Williamson’s ethos is the ‘simple wisdom’ to ‘Wholeheartedly embrace the day | That chronicles this short-lived time on earth’. Perhaps it is only fitting, then, that the suite is followed by a set of more light-hearted interpretations of traditional Christmas music, balancing the grand themes and more experimental idiom of the preceding songs. In A Traditional Christmas Hewitt Jones gives us an orchestral suite consisting of three short medleys of Yuletide favourites in a shimmering score which some may recognise from the Classic FM Christmas playlist. These are followed by Two Seasonal Carols performed by Vivum Singers: ‘Baby in an Ox’s Stall’, with Hewitt Jones’s own lyrics, and ‘Hear the Angels Sing’, where Williamson returns as librettist. The tone of the carols, unashamedly crowd-pleasing and ‘optimistic’ (according to the programme notes), still manages to finish on a note of subtle disquiet. Obscured by the cheerful carolling in ‘Hear the Angels Sing’ are the lines telling of the manger, where ‘watchful lies the Lord of All’, returning us, with a jolt, to the double-edged ‘infant glory infinite’ of ‘Nativity.’

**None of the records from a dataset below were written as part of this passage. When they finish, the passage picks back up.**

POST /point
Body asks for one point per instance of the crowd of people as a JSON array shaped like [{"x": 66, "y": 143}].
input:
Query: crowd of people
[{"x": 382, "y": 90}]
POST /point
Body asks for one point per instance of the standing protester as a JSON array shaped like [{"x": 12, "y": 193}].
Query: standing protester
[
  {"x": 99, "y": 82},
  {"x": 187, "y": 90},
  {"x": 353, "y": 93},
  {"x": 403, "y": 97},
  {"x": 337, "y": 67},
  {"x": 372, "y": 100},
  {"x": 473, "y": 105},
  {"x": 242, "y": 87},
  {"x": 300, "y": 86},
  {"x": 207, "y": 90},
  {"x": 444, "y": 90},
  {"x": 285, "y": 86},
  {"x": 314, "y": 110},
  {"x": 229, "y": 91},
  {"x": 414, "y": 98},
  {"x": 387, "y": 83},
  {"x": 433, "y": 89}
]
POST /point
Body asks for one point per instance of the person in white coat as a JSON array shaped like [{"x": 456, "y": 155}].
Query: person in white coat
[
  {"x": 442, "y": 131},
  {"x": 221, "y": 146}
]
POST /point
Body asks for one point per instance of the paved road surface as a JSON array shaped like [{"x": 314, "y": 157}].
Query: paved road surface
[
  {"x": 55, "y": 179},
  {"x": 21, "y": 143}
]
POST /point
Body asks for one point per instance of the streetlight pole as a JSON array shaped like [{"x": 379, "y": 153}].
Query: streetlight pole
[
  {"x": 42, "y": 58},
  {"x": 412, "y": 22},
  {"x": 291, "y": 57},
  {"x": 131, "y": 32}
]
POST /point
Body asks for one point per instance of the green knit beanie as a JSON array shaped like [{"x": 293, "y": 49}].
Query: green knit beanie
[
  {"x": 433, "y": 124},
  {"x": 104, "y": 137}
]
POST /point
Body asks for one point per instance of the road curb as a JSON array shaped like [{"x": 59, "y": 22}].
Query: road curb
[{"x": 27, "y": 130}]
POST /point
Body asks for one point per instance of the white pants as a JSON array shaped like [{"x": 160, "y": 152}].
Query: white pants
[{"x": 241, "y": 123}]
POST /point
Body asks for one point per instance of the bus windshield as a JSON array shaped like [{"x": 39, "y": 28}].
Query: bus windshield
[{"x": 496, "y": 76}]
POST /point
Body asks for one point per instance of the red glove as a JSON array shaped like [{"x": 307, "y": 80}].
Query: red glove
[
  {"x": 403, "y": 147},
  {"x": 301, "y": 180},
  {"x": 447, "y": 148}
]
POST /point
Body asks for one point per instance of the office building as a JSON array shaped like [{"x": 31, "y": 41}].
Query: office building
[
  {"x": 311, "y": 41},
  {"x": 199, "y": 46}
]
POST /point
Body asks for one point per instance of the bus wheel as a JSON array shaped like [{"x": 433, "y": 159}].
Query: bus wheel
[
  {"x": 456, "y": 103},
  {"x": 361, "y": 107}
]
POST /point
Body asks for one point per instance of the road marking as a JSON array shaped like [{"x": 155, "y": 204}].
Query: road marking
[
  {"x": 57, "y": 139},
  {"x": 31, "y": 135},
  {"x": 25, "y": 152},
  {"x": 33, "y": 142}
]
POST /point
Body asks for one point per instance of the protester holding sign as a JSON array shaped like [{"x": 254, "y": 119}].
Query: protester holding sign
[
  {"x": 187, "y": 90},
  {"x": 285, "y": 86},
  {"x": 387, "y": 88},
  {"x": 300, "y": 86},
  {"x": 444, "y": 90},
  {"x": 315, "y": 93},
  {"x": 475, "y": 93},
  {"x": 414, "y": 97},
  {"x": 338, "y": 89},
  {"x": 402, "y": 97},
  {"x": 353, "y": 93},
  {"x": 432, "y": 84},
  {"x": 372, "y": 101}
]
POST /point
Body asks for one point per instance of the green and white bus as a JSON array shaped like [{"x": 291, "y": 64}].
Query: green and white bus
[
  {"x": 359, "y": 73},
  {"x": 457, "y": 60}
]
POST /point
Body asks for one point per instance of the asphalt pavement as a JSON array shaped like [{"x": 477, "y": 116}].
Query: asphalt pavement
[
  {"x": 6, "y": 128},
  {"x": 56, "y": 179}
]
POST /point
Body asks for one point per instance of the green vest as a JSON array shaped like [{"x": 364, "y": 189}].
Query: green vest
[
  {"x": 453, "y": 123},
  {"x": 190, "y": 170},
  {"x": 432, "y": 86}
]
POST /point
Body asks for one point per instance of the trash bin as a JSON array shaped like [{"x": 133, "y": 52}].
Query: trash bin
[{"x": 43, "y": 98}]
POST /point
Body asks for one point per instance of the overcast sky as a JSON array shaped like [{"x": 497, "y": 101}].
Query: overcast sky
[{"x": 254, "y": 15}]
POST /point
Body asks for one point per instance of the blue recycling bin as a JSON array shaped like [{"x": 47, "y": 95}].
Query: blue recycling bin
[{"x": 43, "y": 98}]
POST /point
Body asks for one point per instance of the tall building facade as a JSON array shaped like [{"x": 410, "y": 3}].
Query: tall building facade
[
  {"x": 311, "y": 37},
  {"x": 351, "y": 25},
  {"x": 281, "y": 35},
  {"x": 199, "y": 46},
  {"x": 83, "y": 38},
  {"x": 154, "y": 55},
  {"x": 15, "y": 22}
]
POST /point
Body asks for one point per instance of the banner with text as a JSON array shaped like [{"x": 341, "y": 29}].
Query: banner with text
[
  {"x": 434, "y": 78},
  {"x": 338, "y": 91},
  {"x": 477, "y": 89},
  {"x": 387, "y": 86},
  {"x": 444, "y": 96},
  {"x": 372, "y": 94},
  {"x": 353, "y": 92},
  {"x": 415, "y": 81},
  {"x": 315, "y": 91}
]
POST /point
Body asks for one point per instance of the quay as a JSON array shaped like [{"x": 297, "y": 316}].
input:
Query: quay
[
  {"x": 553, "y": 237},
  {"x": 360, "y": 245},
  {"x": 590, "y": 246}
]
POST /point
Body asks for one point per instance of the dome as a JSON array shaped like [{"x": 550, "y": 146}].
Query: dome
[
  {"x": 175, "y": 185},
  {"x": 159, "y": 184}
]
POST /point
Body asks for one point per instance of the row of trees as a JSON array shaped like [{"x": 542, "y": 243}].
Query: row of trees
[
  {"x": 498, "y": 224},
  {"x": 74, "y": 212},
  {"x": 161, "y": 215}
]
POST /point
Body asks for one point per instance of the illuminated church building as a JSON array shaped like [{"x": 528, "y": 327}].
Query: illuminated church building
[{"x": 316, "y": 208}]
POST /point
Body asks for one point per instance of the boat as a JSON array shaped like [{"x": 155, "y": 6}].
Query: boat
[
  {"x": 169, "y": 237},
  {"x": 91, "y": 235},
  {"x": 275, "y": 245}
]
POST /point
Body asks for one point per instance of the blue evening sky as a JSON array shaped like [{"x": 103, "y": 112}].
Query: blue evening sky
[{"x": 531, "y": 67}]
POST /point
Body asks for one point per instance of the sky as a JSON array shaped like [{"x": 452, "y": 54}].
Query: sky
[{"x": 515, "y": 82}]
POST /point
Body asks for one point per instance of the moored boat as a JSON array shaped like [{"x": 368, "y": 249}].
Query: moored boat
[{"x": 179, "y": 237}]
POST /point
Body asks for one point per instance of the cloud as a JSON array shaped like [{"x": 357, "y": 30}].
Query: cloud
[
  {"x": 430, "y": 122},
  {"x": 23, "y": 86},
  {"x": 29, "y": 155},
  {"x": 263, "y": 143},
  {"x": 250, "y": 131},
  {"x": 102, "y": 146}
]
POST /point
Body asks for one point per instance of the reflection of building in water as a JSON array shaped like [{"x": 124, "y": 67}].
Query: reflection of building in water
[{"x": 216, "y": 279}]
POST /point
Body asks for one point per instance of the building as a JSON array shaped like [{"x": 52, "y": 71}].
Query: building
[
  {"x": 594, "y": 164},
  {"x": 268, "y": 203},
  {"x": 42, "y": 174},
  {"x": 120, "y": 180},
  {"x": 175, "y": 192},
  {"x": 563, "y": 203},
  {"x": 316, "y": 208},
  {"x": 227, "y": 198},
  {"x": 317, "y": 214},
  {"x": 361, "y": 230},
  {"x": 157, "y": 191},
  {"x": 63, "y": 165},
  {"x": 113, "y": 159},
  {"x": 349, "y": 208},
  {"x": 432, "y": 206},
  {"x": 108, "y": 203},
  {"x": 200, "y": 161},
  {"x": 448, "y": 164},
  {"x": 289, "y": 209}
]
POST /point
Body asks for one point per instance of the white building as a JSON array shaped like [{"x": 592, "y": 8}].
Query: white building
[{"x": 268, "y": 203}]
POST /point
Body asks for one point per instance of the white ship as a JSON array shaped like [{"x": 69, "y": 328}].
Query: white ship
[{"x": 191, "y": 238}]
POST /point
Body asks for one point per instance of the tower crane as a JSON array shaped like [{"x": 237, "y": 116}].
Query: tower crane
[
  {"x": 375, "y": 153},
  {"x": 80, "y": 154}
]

The aesthetic of the recorded pieces of Incarnation: Music for Christmas as a whole is thus one of a reflective ‘modernism’, if we may ascribe this term loosely to Hewitt Jones’s and Williamson’s engagement with, rather than rejection of, tradition. This modernism might also be the only way to come to grips with the necessary ‘contraction’ of history into its contemporary expression, as the contemporary philosopher Giorgio Agamben suggests (The Time that Remains). In our own age of twice-removed modernity (are we now post-postmodern?), Incarnation is a welcome reminder that the unlooked-for which characterises artistic novelty arises not ex nihilo, ‘out of nothing’, but comes to us by way of variation – a non-identical, typological recapitulation of a theme which will always be new.